TypeScript class implements class with private functions
The current solution with out-of-the-box support from Typescript is simply
class A {
private f() { console.log("f"); }
public g() { console.log("G"); }
}
class B implements Pick<A, keyof A> {
public g() { console.log("g"); }
}
Explanation: keyof A
only returns public properties (and methods) of A
, and Pick
will then down trim A
to only its public properties and their respective type.
The issue Microsoft/TypeScript#18499 discusses why private members are required when determining compatibility. The reason is: class private members are visible to other instances of the same class.

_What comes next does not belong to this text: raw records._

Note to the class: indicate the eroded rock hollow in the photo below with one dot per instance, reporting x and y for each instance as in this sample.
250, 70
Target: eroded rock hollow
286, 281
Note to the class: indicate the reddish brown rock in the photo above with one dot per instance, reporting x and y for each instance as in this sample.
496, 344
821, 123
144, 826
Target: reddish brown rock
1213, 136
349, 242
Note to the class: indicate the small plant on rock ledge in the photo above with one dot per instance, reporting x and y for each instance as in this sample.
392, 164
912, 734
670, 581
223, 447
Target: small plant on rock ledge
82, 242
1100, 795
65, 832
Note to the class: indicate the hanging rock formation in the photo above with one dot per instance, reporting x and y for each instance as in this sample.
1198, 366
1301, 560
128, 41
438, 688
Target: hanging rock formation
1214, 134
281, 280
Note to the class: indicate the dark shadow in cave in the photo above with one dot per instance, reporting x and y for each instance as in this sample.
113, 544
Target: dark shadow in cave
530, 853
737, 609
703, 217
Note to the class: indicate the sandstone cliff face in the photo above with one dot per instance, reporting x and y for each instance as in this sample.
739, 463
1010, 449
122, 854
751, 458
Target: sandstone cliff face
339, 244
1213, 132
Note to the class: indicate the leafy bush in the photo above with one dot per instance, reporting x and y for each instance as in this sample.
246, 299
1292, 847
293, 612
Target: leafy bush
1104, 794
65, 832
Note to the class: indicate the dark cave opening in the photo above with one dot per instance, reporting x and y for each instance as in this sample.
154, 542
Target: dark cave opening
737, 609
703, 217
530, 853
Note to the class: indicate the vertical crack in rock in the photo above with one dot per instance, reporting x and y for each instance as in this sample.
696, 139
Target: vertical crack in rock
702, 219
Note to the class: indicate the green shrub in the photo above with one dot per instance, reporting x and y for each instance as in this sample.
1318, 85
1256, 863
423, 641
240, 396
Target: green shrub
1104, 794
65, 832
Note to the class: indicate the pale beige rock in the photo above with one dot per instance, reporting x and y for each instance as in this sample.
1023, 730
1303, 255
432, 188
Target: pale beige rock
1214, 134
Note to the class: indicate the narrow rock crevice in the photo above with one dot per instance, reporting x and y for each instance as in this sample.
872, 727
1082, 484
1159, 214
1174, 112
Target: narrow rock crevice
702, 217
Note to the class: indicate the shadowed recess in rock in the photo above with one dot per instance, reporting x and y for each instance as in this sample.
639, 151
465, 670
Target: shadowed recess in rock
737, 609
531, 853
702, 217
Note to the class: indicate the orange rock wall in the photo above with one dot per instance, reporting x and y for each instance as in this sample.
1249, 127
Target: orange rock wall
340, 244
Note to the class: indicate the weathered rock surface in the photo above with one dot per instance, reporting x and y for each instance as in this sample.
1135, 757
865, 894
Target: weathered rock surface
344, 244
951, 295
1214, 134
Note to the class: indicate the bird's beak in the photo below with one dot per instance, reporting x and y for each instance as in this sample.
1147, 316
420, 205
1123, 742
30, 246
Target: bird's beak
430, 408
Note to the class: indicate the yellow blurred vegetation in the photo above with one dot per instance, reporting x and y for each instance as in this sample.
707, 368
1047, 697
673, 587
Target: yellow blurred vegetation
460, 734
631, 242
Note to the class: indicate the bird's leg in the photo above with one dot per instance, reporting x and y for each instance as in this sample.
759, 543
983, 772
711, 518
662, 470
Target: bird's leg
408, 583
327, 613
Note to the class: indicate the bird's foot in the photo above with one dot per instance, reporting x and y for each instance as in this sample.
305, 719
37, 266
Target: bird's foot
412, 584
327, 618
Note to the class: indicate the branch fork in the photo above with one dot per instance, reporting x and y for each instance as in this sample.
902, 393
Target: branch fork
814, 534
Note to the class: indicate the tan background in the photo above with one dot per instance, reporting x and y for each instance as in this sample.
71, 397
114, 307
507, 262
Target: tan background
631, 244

One remark by @RyanCavanaugh is particularly relevant and illuminating:
Allowing the private fields to be missing would be an enormous problem, not some trivial soundness issue. Consider this code:class Identity { private id: string = "secret agent"; public sameAs(other: Identity) { return this.id.toLowerCase() === other.id.toLowerCase(); } } class MockIdentity implements Identity { public sameAs(other: Identity) { return false; } }
MockIdentity
is a public-compatible version ofIdentity
but attempting to use it as one will crash insameAs
when a non-mocked copy interacts with a mocked copy.
Just to be clear, here's where it would fail:
const identity = new Identity();
const mockIdentity = new MockIdentity();
identity.sameAs(mockIdentity); // boom!
So, there are good reasons why you can't do it.

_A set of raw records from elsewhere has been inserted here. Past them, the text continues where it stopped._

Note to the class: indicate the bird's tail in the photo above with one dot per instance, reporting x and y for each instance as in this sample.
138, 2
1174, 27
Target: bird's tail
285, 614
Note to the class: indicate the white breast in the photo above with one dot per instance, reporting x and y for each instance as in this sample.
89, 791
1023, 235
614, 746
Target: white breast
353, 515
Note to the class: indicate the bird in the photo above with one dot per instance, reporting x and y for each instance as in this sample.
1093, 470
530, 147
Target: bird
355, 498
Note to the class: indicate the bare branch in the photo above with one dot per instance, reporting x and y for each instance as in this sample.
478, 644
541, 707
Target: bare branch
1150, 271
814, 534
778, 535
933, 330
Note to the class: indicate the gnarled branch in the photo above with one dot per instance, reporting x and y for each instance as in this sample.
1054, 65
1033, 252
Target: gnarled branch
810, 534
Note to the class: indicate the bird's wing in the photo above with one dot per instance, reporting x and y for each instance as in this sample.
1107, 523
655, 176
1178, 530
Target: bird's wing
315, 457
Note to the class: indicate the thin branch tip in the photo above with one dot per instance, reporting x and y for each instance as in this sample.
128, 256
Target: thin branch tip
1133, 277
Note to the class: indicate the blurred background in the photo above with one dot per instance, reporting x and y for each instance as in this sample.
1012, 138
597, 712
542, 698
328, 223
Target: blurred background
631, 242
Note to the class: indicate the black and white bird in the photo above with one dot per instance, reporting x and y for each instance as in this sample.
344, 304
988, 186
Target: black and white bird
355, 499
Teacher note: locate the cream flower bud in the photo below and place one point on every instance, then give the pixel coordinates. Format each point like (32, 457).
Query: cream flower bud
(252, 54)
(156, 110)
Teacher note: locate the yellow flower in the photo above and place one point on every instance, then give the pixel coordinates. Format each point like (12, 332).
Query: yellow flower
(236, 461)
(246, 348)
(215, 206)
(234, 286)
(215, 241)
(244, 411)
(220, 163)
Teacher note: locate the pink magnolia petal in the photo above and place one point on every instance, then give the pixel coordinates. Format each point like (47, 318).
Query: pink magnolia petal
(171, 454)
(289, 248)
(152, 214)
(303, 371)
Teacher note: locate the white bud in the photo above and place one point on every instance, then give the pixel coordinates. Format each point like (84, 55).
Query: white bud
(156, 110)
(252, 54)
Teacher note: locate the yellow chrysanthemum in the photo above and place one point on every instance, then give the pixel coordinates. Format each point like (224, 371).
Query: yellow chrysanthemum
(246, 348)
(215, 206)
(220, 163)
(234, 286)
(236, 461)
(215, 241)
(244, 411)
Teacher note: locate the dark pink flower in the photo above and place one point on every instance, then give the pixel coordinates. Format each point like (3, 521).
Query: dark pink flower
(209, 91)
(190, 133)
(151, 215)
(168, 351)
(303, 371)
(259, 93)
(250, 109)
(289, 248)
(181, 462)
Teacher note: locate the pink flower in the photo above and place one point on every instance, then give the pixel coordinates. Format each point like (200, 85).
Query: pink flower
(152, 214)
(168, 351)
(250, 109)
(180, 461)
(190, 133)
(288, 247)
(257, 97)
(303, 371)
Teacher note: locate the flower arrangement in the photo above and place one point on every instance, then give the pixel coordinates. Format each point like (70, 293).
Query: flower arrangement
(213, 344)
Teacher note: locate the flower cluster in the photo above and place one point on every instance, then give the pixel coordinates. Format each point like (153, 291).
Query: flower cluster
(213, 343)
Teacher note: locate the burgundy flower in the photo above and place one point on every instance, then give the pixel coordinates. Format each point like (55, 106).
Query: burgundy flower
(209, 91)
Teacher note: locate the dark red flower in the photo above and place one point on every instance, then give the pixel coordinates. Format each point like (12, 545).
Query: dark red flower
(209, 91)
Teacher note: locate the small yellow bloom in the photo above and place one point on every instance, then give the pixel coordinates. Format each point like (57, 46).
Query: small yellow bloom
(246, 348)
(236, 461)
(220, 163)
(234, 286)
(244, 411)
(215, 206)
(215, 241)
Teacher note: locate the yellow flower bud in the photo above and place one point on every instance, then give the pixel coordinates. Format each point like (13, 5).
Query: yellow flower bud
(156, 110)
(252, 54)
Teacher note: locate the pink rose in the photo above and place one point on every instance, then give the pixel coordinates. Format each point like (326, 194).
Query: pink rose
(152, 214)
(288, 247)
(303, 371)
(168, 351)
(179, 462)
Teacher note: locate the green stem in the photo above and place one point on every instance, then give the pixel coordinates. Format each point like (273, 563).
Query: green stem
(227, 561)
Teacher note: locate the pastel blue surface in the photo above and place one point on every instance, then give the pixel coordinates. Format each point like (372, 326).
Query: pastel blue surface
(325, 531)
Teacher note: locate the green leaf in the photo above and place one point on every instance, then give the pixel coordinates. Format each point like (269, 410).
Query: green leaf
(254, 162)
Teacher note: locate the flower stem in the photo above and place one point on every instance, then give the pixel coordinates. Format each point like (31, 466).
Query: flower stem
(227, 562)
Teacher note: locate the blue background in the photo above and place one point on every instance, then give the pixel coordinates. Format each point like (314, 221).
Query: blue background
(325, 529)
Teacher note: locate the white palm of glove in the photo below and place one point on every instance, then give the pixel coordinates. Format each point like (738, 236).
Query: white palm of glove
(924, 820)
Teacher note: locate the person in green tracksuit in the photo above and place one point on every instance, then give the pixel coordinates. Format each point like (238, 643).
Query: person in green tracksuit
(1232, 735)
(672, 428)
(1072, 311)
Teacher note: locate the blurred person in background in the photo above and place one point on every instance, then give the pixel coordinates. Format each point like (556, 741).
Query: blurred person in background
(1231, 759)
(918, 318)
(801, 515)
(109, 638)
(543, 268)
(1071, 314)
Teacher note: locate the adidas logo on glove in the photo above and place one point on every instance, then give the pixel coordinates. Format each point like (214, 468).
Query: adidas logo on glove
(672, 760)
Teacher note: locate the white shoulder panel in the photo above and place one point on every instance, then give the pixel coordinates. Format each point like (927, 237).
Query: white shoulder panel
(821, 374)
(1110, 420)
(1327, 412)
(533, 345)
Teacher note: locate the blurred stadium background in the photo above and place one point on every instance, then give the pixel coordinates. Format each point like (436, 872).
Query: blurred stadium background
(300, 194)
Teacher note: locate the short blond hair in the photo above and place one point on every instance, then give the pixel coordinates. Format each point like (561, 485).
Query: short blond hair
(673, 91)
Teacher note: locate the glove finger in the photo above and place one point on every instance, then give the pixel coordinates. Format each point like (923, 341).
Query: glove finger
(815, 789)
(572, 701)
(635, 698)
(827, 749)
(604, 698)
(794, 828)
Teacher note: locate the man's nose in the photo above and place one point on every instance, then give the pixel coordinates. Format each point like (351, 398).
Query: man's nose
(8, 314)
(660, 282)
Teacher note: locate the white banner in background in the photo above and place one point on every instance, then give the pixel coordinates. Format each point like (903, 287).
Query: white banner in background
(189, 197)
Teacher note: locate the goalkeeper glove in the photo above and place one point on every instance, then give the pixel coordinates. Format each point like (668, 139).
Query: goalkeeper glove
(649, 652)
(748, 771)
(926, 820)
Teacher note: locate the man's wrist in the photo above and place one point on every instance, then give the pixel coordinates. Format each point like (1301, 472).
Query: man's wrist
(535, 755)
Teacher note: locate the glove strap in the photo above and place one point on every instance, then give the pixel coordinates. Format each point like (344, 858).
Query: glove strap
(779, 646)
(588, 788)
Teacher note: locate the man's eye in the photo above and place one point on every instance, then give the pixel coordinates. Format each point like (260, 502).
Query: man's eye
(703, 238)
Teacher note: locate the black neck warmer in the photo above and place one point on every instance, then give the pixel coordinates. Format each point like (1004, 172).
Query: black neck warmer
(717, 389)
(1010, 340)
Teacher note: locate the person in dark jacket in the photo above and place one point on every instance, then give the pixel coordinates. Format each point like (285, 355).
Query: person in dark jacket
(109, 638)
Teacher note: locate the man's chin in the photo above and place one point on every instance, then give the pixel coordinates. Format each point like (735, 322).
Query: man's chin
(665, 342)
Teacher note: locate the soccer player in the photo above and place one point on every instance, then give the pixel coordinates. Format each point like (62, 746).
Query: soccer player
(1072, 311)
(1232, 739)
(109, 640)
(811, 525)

As a workaround, you can pull out just the public properties of a class with a mapped type like this:
type PublicPart<T> = {[K in keyof T]: T[K]}
And then you can have B
implement not A
but PublicPart<A>
:
class A {
private f() { console.log("f"); }
public g() { console.log("G"); }
}
// works
class B implements PublicPart<A> {
public g() { console.log("g"); }
}
Hope that helps; good luck!